Jared shared this cartoon, which accurately sums it up.

Metaverse Hype Cycle credit Tom Fishburne, see more at marketoonist.com

It is important to take a moment to reflect on what a new form of reality really means. Generally speaking, there are two predominant definitions of reality:

"the world or the state of things as they actually exist, as opposed to an idealistic or notional idea of them" and "the state or quality of having existence or substance"

Existence is pretty much defined by the many; something exists as long as many others also confirm its existence. There are scientific proofs, yes, but for the parts of life that are most human (hope, love, meaning) there are no proofs and yet these concepts are accepted as real because most of us have personal experience with them.

If a tree falls in a forest and no one is around to hear it, does it make a sound? If a desk exists in the metaverse, and no one works from it, is it still a tool for work? If we build a playground in the metaverse, but no one knows how to play, is it still a playground?

In the context of XR, this reminds me of the inherent importance of multi-user experiences. For example, it is because XR experiences are accessible to many of us, individually, as well as collectively and concurrently, that AR/VR is worthy of the R. 

As for the second definition of reality, we are called to think about substance.
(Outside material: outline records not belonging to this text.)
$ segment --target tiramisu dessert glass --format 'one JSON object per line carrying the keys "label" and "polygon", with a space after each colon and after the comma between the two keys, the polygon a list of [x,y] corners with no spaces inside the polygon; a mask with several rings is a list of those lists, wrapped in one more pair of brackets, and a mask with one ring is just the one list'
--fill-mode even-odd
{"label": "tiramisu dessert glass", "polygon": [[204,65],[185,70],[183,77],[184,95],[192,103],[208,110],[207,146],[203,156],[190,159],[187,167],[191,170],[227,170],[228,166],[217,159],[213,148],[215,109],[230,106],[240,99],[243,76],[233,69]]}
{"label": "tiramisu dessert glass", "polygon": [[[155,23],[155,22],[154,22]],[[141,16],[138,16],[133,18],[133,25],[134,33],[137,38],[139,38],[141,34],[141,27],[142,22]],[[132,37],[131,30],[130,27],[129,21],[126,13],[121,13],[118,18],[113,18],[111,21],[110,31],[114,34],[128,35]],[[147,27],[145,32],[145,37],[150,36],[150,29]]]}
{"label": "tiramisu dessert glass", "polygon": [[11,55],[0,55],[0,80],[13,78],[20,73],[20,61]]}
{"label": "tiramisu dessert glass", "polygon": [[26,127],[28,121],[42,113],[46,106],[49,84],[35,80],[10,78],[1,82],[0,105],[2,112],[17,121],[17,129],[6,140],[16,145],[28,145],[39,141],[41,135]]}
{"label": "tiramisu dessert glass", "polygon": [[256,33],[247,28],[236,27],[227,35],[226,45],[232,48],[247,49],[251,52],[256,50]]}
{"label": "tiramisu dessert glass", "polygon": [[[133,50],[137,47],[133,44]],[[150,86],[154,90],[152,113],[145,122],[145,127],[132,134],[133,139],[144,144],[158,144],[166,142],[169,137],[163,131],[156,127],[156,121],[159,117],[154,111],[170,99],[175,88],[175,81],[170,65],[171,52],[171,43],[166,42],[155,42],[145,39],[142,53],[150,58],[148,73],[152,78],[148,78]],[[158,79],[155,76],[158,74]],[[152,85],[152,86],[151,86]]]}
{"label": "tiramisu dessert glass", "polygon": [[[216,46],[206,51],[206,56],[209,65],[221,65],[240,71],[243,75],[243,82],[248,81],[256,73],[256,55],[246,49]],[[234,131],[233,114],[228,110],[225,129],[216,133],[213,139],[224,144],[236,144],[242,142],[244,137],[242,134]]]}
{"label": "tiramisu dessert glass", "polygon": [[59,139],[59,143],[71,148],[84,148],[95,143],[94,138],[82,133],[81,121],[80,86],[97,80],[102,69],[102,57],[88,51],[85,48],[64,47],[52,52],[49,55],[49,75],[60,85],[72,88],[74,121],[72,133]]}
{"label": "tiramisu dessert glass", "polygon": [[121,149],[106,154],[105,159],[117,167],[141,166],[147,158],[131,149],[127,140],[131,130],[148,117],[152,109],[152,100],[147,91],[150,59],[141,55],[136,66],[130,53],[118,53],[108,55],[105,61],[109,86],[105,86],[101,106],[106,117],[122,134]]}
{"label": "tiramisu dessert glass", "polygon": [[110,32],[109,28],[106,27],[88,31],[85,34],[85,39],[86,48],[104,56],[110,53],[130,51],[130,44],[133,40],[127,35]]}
Substance is something effectual, meaningful, and real. 

'Meaning' Generated by DALL-E

What makes anything in our lives substantive? Substantive experiences give our lives meaning. From movies to books, to relationships and activities, these are only substantive in the sense that they challenge our principles, encourage us to grow our worldview, and force us to evolve the ways we think and feel. Do the XR experiences you’ve known achieve this?
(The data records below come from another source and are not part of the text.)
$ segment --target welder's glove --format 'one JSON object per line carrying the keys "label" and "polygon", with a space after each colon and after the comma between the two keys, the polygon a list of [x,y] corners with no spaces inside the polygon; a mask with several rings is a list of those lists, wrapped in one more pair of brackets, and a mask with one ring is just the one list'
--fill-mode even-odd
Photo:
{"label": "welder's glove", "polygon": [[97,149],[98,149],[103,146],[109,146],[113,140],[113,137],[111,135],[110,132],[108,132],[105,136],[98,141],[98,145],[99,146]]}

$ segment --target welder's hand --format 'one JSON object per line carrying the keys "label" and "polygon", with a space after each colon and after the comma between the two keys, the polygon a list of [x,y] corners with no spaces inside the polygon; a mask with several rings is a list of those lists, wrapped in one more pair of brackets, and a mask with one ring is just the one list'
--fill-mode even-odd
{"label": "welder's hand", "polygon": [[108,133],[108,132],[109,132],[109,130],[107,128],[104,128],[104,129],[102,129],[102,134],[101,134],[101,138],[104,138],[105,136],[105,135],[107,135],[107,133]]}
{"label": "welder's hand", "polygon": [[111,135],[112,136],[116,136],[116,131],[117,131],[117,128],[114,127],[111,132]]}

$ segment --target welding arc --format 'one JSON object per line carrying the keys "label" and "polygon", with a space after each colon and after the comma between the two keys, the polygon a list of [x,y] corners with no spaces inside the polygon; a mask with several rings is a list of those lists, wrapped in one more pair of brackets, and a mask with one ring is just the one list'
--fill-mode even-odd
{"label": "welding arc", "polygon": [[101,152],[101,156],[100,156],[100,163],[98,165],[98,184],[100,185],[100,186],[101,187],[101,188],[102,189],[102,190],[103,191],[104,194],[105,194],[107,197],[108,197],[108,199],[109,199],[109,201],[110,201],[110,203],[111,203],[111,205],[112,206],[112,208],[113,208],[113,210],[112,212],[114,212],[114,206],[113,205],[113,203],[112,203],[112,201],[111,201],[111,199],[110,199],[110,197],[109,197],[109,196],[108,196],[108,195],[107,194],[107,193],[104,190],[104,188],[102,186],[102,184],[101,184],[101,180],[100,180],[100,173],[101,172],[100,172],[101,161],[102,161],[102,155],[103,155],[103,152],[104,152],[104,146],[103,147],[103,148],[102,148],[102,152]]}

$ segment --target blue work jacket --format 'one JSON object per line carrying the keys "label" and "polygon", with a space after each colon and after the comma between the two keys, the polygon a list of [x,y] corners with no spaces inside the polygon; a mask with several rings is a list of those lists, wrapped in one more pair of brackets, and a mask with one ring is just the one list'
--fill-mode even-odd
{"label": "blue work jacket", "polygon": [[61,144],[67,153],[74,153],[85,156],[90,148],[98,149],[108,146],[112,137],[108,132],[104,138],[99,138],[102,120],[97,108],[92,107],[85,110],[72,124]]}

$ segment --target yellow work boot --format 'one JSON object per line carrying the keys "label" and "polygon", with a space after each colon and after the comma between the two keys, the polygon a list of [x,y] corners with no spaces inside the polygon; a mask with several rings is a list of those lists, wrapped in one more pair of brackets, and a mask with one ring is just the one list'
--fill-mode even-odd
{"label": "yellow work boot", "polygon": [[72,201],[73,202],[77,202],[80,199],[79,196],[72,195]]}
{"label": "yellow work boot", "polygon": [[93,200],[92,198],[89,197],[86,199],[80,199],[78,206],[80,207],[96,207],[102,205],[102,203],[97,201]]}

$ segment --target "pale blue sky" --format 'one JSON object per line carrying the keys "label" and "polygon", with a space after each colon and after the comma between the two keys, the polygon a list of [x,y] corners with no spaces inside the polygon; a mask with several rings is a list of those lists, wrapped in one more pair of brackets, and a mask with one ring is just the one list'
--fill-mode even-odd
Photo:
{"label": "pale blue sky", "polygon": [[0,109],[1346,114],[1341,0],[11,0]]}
While I’ve had my fair share of trying on beauty products with AR filters only to feel bad about my own IRL appearance, endless scrolling through apps on my VR homepage only to have a sore neck and sore eyes and the same qualitative experience as scrolling on my phone, and chatting with people in VR chat spaces only to endure meaningless small talk and vague sexual harassment (*exhales*), I’ve also had some genuinely amazing experiences.

When I played Super Hot on the Oculus Quest in the summer of 2020, I was totally captivated by the elastic space-time, so much so that I accidentally punched my partner whose body aligned perfectly with the mesh of a foe, as I forgot he was within the boundary! That’s literally how much I suspended my disbelief. It was so cool to have my motion control the speed of the game; it forced me to pause and move with very precise intention. In playing this game, my experience of movement within my human body was heightened.
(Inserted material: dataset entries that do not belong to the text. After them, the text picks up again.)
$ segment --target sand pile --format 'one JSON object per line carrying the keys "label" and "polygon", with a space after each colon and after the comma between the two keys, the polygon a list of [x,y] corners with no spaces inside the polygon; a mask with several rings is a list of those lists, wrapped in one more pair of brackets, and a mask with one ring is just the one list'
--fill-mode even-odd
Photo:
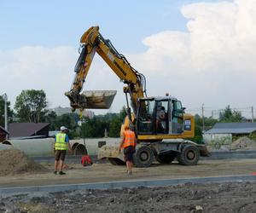
{"label": "sand pile", "polygon": [[256,142],[248,137],[241,137],[230,144],[230,150],[253,150],[256,149]]}
{"label": "sand pile", "polygon": [[45,172],[47,169],[29,159],[20,150],[0,151],[0,176]]}

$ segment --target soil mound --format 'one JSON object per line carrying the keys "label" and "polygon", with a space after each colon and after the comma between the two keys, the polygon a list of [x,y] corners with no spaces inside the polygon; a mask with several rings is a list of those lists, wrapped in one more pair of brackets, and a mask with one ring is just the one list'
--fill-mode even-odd
{"label": "soil mound", "polygon": [[1,176],[45,171],[47,171],[46,168],[29,159],[20,150],[6,149],[0,151]]}
{"label": "soil mound", "polygon": [[241,137],[230,144],[230,150],[253,150],[256,149],[256,142],[248,137]]}

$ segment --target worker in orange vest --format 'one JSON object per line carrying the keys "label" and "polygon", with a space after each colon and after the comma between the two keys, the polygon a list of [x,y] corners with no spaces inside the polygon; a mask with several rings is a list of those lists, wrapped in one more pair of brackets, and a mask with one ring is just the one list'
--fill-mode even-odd
{"label": "worker in orange vest", "polygon": [[132,156],[136,148],[136,136],[134,131],[132,131],[129,126],[125,127],[125,131],[122,135],[122,141],[119,146],[119,152],[124,149],[125,160],[126,161],[127,174],[131,176],[132,174]]}

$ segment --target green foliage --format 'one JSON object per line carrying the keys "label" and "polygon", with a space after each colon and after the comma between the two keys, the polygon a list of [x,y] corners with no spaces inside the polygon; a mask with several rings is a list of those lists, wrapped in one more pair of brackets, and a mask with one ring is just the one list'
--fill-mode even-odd
{"label": "green foliage", "polygon": [[[205,124],[205,130],[211,129],[216,123],[218,122],[218,119],[214,119],[212,117],[210,118],[204,118],[204,124]],[[196,143],[201,143],[202,142],[202,118],[195,114],[195,137],[191,138],[190,140]]]}
{"label": "green foliage", "polygon": [[46,107],[46,95],[42,89],[22,90],[15,105],[20,122],[41,122],[48,112]]}
{"label": "green foliage", "polygon": [[219,122],[221,123],[241,122],[243,118],[241,112],[232,111],[230,105],[224,109],[224,112],[219,113]]}
{"label": "green foliage", "polygon": [[[8,121],[12,122],[14,117],[14,111],[10,109],[10,102],[7,101],[7,115],[8,115]],[[4,128],[4,100],[0,96],[0,126]]]}

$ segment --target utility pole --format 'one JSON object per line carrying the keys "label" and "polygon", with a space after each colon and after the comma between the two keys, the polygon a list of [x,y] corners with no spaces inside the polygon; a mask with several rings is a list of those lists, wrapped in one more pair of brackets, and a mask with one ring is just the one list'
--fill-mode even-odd
{"label": "utility pole", "polygon": [[201,118],[202,118],[202,132],[205,132],[205,116],[204,116],[204,104],[201,105]]}
{"label": "utility pole", "polygon": [[8,101],[8,97],[6,93],[4,93],[2,95],[3,101],[4,101],[4,129],[6,131],[8,131],[8,114],[7,114],[7,101]]}
{"label": "utility pole", "polygon": [[253,118],[253,106],[252,106],[252,123],[254,122],[254,118]]}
Super Hot Still, Super Hot Team

I will never forget my first time using Tilt Brush in VR and feeling a deep sense of awe at the default workspace which was a simple pastel gradient all around me and what felt like as far as the eye could see. Using my whole body to paint within such a beautiful, serene space was a huge part of why I began my digital art journey.

The first artwork I made in VR

As a last example, I have a fun memory of entering a VR cinema space where there were lengthy previews. Only a few people were seated in the theatre, while the rest of the crowd was mulling about. At this time, I didn’t know how to turn on chat features but really wanted to interact with others; this was why I was in a VR theatre! After standing very awkwardly in front of a fellow cinephile, I realized I could shake my popcorn out of its bucket. They did the same, and shortly after we realized we could dump the whole buttery thing out on each other’s heads! Now I can’t think of a better reason to suspend the laws of physics.

As we move forward into this post-pandemic chapter where people yearn for human connection more than ever but also desire to give our collective imagination the freedom it’s always sought, it is imperative that we build, make, and create with our principles close at heart. We are, after all, building new realities that will inform the evolution of our brains and our children’s brains and even, dare I say, sculpt the human spirit as we bravely construct this trans-human world.